Regulatory Alert: EPA Decides Not to Revise the Air Quality Particle Pollution Standards

From the desk of Gavin Biebuyck, Principal and Air Quality Expert at Liberty Environmental, Inc. 

The U.S. EPA announced on April 14, 2020 that they are proposing to retain the particle pollution standards at current levels, without changes.  This announcement was the culmination of a required 5-year review under the Clean Air Act of the National Ambient Air Quality Standards (NAAQS) for particulate matter (PM) air pollution, both the fine particulate (PM2.5) standard and the coarse particulate (PM10) standard.  EPA’s decision not to lower the standards, despite the advice of their scientific advisors, means that many areas of the U.S. which have pollution levels that are below the current NAAQS will remain designated attainment and will not be subject to more stringent pollution reduction targets.   

The PM2.5 standards have been tightened during previous 5-year NAAQS reviews and this pollutant is widely regarded as one of the major air pollution health challenges due to numerous health studies showing that the pollutants are so small that they pass through the lungs into the bloodstream and can impact cardiovascular disease in addition to respiratory disease.  A new Harvard study published in April 2020  even concludes that COVID-19 mortality risks are linked to PM2.5 levels:“We found that an increase of only 1 μg/m3 in PM2.5 is associated with a 15% increase in the COVID-19 death rate.”

There are two PM2.5 NAAQS, an Annual standard of 12 micrograms per cubic meter (μg/m3) and a 24-Hour standard of 35 μg/m3.  The EPA’s scientific advisors recommended lowering these standards to between 8-10 μg/m3 (Annual) and between 25-30 μg/m3 (24-Hour).  Lowering the standards by this much would have caused many counties in the U.S. to be designated Nonattainment which would have resulted in more stringent air pollution standards for industry, power plants, vehicles, and even agriculture (ammonia releases from farming contribute to PM2.5 formation).  Instead, EPA concluded that “there are important uncertainties in the evidence for adverse health effects below the current standards” and proposed to retain the current standards without change.  EPA’s decision was generally expected based on the Trump administration’s efforts to reduce the burden of environmental regulations.  EPA has specifically focused on weakening the scientific process by which NAAQS standards are set and has altered the make-up of the Clean Air Scientific Advisory Committee (CASAC), an independent committee of experts that assists EPA in reviewing the NAAQS.

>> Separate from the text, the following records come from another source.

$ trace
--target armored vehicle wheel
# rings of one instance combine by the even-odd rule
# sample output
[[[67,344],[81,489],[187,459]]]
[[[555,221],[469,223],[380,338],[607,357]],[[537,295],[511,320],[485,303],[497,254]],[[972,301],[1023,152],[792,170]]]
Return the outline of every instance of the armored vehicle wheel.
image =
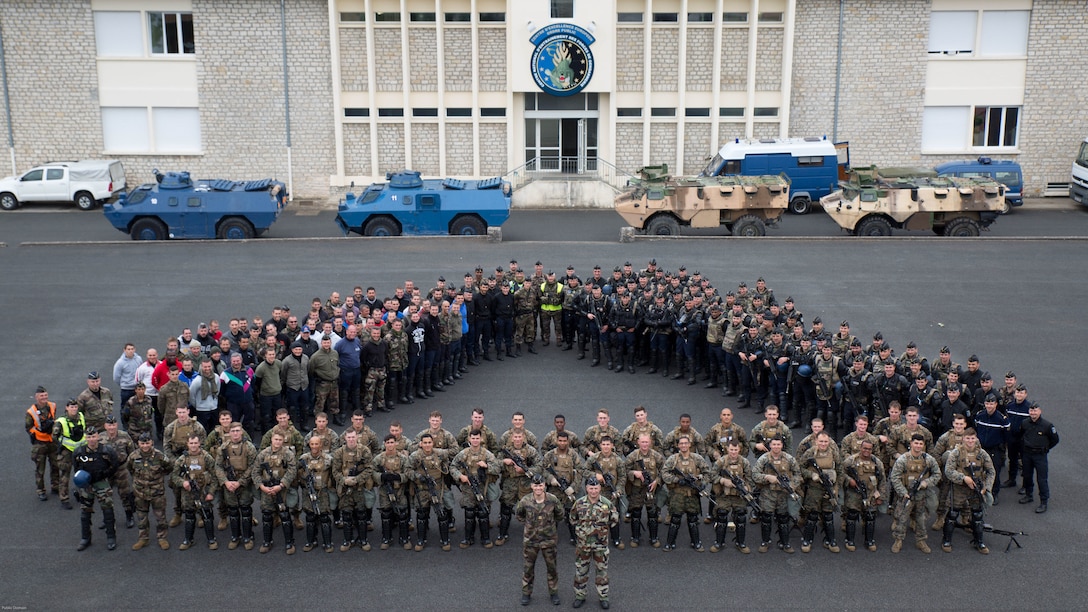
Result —
[[[858,236],[891,236],[892,224],[884,217],[869,216],[858,223],[854,233]]]
[[[967,217],[952,219],[944,226],[945,236],[978,236],[981,231],[978,222]]]
[[[749,238],[766,236],[767,226],[763,223],[763,219],[755,215],[744,215],[733,223],[733,235]]]
[[[1004,204],[1002,204],[1002,206],[1001,206],[1001,214],[1007,215],[1007,214],[1009,214],[1011,212],[1012,212],[1012,204],[1009,204],[1009,201],[1005,200]]]
[[[245,219],[224,219],[215,232],[215,237],[223,240],[249,240],[253,236],[253,226]]]
[[[482,236],[487,233],[487,226],[476,217],[462,215],[450,223],[450,234],[453,236]]]
[[[98,202],[95,201],[94,196],[86,191],[77,193],[75,201],[76,207],[80,210],[94,210],[95,204],[98,204]]]
[[[158,219],[137,219],[131,234],[133,240],[166,240],[166,226]]]
[[[646,224],[646,233],[651,236],[679,236],[680,222],[671,215],[658,215]]]
[[[807,196],[798,196],[790,200],[789,211],[795,215],[807,215],[812,210],[812,200]]]
[[[389,217],[375,217],[363,227],[364,236],[399,236],[397,224]]]
[[[19,208],[19,200],[13,193],[0,193],[0,208],[4,210],[15,210]]]

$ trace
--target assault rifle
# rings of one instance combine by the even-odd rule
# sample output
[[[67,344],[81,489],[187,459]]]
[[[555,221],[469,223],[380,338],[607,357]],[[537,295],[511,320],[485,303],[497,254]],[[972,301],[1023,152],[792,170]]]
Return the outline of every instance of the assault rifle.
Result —
[[[379,474],[387,474],[388,472],[386,471],[384,465],[378,465],[378,473]],[[382,492],[385,493],[386,499],[389,500],[390,505],[396,506],[397,505],[397,492],[396,492],[395,489],[393,489],[393,483],[392,482],[387,482],[384,478],[382,478],[381,481],[382,481]]]
[[[968,464],[965,469],[967,470],[967,475],[970,476],[971,480],[973,480],[975,482],[975,488],[974,488],[974,490],[972,492],[974,493],[975,499],[978,500],[979,509],[985,514],[985,512],[986,512],[986,498],[982,496],[982,479],[979,478],[978,476],[975,476],[975,466],[974,465]],[[996,478],[996,476],[995,476],[995,478]]]
[[[272,476],[272,466],[269,465],[267,461],[261,464],[261,471],[268,476],[268,478],[266,478],[264,481],[264,486],[271,489],[272,487],[280,485],[280,479]],[[277,511],[285,512],[287,510],[286,506],[284,506],[283,503],[283,491],[276,493],[276,495],[272,498],[272,501],[276,502]]]
[[[604,486],[608,487],[608,492],[612,494],[612,497],[616,496],[616,482],[612,478],[612,474],[609,474],[601,467],[601,462],[596,459],[589,465],[589,468],[595,472],[599,472],[604,476]]]
[[[868,512],[869,511],[869,485],[865,484],[865,481],[863,481],[861,479],[861,476],[858,475],[858,471],[856,469],[854,469],[854,466],[850,466],[850,467],[846,468],[846,475],[849,476],[850,478],[853,478],[854,482],[857,483],[857,486],[855,486],[854,489],[858,492],[858,495],[861,496],[861,505],[862,505],[862,507],[865,508],[866,512]]]
[[[918,475],[914,484],[910,486],[910,492],[903,498],[904,504],[910,503],[910,500],[914,499],[914,496],[918,494],[918,489],[922,488],[922,482],[925,481],[926,477],[929,476],[929,473],[932,471],[933,468],[928,465],[926,466],[926,469],[922,470],[922,473]]]
[[[852,378],[852,376],[853,376],[853,368],[851,368],[850,370],[851,370],[850,372],[847,372],[847,377],[841,379],[842,380],[842,386],[846,390],[846,397],[847,397],[847,399],[850,400],[850,405],[854,407],[854,416],[855,417],[857,415],[860,415],[860,414],[865,414],[866,416],[868,416],[869,415],[868,409],[866,409],[864,406],[858,404],[858,398],[857,398],[856,395],[854,395],[854,386],[850,384],[850,378]],[[860,380],[862,382],[865,381],[864,376],[865,376],[865,370],[862,370],[861,371],[861,378],[860,378]],[[853,478],[853,477],[851,476],[851,478]],[[855,480],[857,480],[857,479],[855,479]]]
[[[310,469],[310,466],[306,465],[304,459],[298,460],[298,468],[300,470],[306,470],[306,491],[310,495],[310,506],[314,509],[314,516],[321,514],[321,508],[317,504],[317,485],[315,483],[314,472]]]
[[[829,477],[823,471],[823,469],[820,468],[820,464],[816,462],[815,457],[809,459],[808,464],[809,464],[809,467],[816,470],[816,473],[819,474],[819,476],[820,476],[820,484],[823,485],[824,494],[827,495],[827,498],[829,500],[831,500],[831,511],[832,512],[838,512],[839,511],[839,499],[838,499],[838,496],[835,494],[835,483],[831,482],[831,477]]]
[[[744,500],[744,503],[748,504],[748,507],[751,508],[753,512],[762,512],[759,503],[756,501],[756,497],[752,495],[752,492],[744,485],[744,479],[729,470],[721,470],[718,472],[718,475],[733,481],[733,488],[736,489],[737,495],[740,495],[741,499]]]
[[[705,484],[700,484],[691,474],[685,474],[676,468],[672,468],[671,472],[680,481],[680,484],[689,487],[697,492],[701,497],[705,497],[710,505],[717,506],[718,503],[714,501],[714,496],[710,494],[710,490]]]
[[[778,485],[786,490],[786,493],[789,494],[790,499],[793,499],[794,501],[801,499],[801,496],[797,494],[797,491],[793,490],[793,485],[790,484],[790,479],[782,472],[779,472],[778,468],[774,466],[774,463],[768,461],[767,466],[771,468],[772,472],[774,472],[775,478],[778,479]]]
[[[484,496],[484,491],[481,488],[483,486],[483,479],[480,478],[479,472],[473,476],[472,471],[468,469],[468,464],[464,461],[458,461],[458,465],[461,466],[463,474],[468,477],[468,486],[472,489],[472,495],[476,498],[476,509],[482,511],[484,514],[489,514],[490,509],[487,507],[487,497]],[[481,470],[483,468],[477,468]]]
[[[431,505],[434,506],[434,512],[438,520],[447,520],[447,510],[445,504],[442,503],[442,496],[438,493],[438,483],[427,473],[425,466],[420,470],[419,475],[423,477],[423,482],[427,484],[427,492],[431,494]]]
[[[197,484],[196,479],[193,478],[192,468],[187,464],[182,464],[180,476],[185,482],[189,483],[189,494],[193,497],[193,505],[196,506],[197,512],[205,521],[210,520],[207,508],[204,507],[204,487]]]
[[[227,451],[227,447],[223,447],[223,465],[226,467],[227,480],[232,482],[238,480],[238,473],[234,471],[234,465],[230,462],[230,452]]]
[[[502,454],[506,455],[508,459],[514,462],[514,465],[521,468],[521,471],[525,472],[525,475],[529,475],[529,466],[525,465],[525,460],[521,458],[517,453],[511,452],[509,448],[503,448]]]

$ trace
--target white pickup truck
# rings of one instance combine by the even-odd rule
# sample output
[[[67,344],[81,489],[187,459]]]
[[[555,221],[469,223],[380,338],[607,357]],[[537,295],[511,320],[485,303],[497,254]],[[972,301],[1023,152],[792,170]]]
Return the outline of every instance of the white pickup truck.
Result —
[[[125,190],[125,167],[117,160],[51,162],[0,180],[0,208],[26,202],[75,202],[91,210]]]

Attaining the PM2.5 standards has been a challenge in many parts of the U.S. due to the many types of pollution sources that contribute to formation of this secondary pollutant.  In the West, PM2.5 pollution is caused by wildfires, wood smoke, and vehicle pollution pooling in stagnant air in valley areas like Los Angeles, Bakersfield/Fresno, and Salt Lake City.  In the Midwest and Northeast, PM2.5 pollution has largely been caused by coal-fired power plant sulfur dioxide emissions.  Over the past 15 years, PM2.5 levels have fallen dramatically as cleaner fuels and vehicles have been introduced and as coal-fired power plants have retired and been replaced by gas-fired plants and renewable energy sources.  The introduction of ultra-low sulfur diesel, cleaner truck engines, and vehicle idling restrictions have helped reduce PM2.5 levels.  Nonattainment areas persist in the West and have been exacerbated by wildfires in recent years.

The EPA’s decision to retain, and not lower, the standards may be a relief to certain industries and States that feared tighter standards would burden their economies.  However, there will certainly be backlash from health professionals, scientists, and many States that have repeatedly challenged the Trump administration on their efforts to roll-back environmental regulation.   It is also worth noting that politicizing the scientific process of establishing health-based standards could have the effect of a future administration proposing even more stringent standards to protect public health.